Buyer also said he expects a new bipartisan Veterans Disability Benefits Commission, which will hold its first meeting soon, to review whether Congress went too far in allowing concurrent receipt of military retirement and VA disability payments. Buyer said that as chairman of the House subcommittee on military personnel a few years ago, he “found $25 million” to lift the concurrent receipt ban only for 100-percent, combat-disabled retirees.
Buyer also expects the commission to consider whether to change the way disability ratings are set or to tighten the definition of service-connected injuries or ailments.

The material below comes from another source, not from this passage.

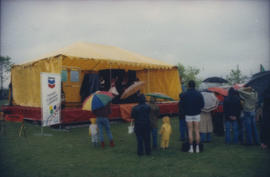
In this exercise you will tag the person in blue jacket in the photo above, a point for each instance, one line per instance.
(193, 102)
(142, 126)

“There is something bothersome in the system where you can have a soldier blow out his knee from a roadside bomb and end up with a disability (benefit) that’s the same as a guy who blew out his knee sliding into home plate at church league softball on Sunday,” said Buyer. “Is that the type of disability system that is just and fair?”
Buyer said he wouldn’t want to assure current veterans with disability ratings that they will be excluded from commission recommendations. “Everything should be on the table,” he said.
An idea Buyer wants considered is offering lump-sum payments to veterans with disabilities rated 20 percent or less as settlement of all future compensation claims.
“Part of the problem is there’s gamesmanship in the system whereby veterans consistently over their lifetimes keep reapplying for their ratings, trying to get bumped up higher and higher,” Buyer said.
Veterans organizations that claim all veterans have earned the right to VA health care, and use what Buyer sees as inflammatory rhetoric to attack proposals they dislike, are abandoning values such as duty and sacrifice, he said.